Robotics Colloquium: Guest Speaker - Pratap Tokekar
Title: Leveraging Learning and Combinatorial Optimization for Advancing Multi-Robot Systems
Abstract: In this talk, I will discuss my group's recent work on how to make multi-robot systems more robust and scalable. Many higher-level decision-making and coordination tasks in multi-robot systems can be abstracted as combinatorial optimization problems. While these algorithms work in theory, they often fail in practice because the abstraction ignores the uncertainty that's inherent in the real world. I will discuss our recent work on risk-aware combinatorial optimization, which allows users to trade off risk and reward. Recently, learning has emerged as a practical tool for robot planning. However, these methods are hard to scale to large teams of robots, especially when they are heterogeneous. I'll present some of our recent work on scalable learning for multi-robot teams. Finally, I'll complete the loop by showing how learning can be combined with combinatorial optimization. I'll present some ongoing work on differentiable optimization that gives us the best of both worlds.

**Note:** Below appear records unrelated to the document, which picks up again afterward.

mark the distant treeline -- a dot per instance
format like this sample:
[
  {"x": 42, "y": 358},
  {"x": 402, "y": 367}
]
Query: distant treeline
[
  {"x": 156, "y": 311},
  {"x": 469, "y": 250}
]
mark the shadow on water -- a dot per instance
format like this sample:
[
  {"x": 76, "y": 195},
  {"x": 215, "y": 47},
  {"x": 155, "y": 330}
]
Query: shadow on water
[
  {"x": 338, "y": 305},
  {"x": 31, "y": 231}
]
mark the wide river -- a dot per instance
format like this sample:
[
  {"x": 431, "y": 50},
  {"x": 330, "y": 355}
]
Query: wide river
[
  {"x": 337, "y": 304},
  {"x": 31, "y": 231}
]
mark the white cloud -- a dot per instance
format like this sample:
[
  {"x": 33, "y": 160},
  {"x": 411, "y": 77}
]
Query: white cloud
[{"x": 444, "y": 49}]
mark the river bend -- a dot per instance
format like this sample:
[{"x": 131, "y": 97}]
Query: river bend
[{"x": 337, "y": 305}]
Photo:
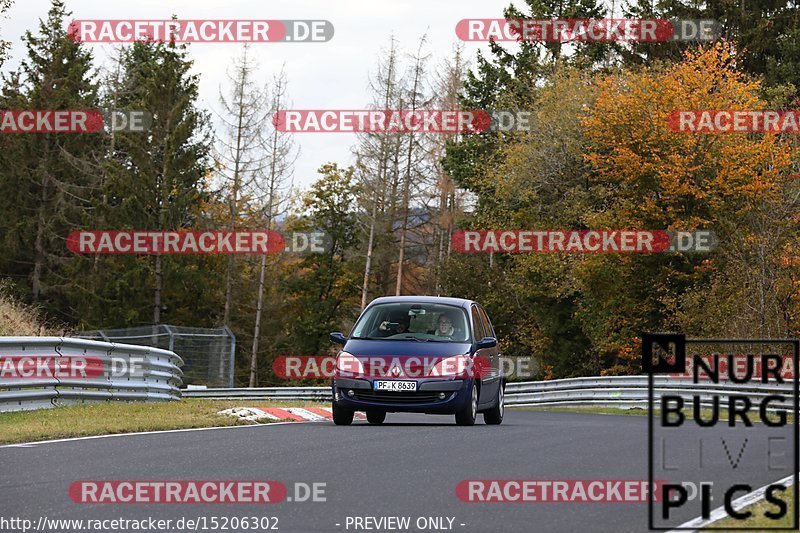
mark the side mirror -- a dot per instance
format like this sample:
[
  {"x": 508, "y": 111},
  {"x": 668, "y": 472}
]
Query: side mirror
[
  {"x": 338, "y": 338},
  {"x": 486, "y": 342}
]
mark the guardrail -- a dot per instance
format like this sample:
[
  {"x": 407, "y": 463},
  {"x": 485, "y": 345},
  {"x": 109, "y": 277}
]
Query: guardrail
[
  {"x": 154, "y": 374},
  {"x": 612, "y": 391}
]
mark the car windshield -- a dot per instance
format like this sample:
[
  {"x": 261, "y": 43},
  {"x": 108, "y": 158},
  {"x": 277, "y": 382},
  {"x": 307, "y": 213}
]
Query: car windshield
[{"x": 415, "y": 322}]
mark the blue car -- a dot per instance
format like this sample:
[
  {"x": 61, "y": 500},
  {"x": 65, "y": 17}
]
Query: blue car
[{"x": 419, "y": 354}]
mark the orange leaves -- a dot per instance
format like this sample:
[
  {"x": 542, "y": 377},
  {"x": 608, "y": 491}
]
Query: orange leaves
[{"x": 677, "y": 178}]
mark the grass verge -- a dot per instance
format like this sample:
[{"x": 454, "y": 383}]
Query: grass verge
[{"x": 113, "y": 418}]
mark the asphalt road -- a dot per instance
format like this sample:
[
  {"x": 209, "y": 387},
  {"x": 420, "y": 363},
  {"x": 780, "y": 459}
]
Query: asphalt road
[{"x": 408, "y": 467}]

Biography: Pratap Tokekar is an Associate Professor in the Department of Computer Science at the University of Maryland and an Amazon Scholar. Between 2015 and 2019, he was an Assistant Professor at the Department of Electrical and Computer Engineering at Virginia Tech. Previously, he was a postdoctoral researcher at the GRASP lab at the University of Pennsylvania. He obtained his Ph.D. in Computer Science from the University of Minnesota in 2014 and a Bachelor of Technology degree in Electronics and Telecommunication from the College of Engineering Pune, India, in 2008. He is a recipient of the Amazon Research Award (2022), NSF CAREER award (2020), and CISE Research Initiation Initiative award (2016). He is an Associate Editor for the IEEE Transactions of Robotics, and the ICRA and IROS Conference Editorial Board.